No, it was one created by the more modern world builders in the post-Nemesis pre-Picard era who were doing some serious Trek worldbuilding in their books. Which was then completely ignored* when Picard was produced.

All this has happened before, and it will all happen again.


(*well not quite -- as they were an interconnected timeline of stories we did get a grandiose closure trilogy. And some concepts were picked up)
 
All this has happened before, and it will all happen again.

Quite so. Or to put it another way:
There is nothing new under the sun. It has all been done before.
-- Sherlock Holmes, (where "canon" was first popularized in a secular usage), paraphrasing Ecclesiastes 1:9 (in the book that was the original usage of "canon"), in Conan Doyle's A Study in Scarlet.

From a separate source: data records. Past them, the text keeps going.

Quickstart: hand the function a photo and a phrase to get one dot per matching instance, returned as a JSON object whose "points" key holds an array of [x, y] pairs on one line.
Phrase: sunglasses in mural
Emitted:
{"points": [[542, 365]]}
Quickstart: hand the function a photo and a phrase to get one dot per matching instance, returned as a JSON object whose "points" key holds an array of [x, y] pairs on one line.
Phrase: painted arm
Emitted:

And let's face it, the number of ST screenwriters willing to go out of their way to "canonize" elements of TrekLit are probably outnumbered by those actively hostile to TrekLit, and both are most definitely overwhelmingly outnumbered by Those. Who. Do. Not. Give. A. Rodent's. Defecatory. Orifice. One. Way. Or. The. Other. About. TrekLit.
 
Rewatching this one. There are some fuzzy patches of logic, which rarely bother me much, but I like it quite a bit. And I like Kirk a lot better each time I see it.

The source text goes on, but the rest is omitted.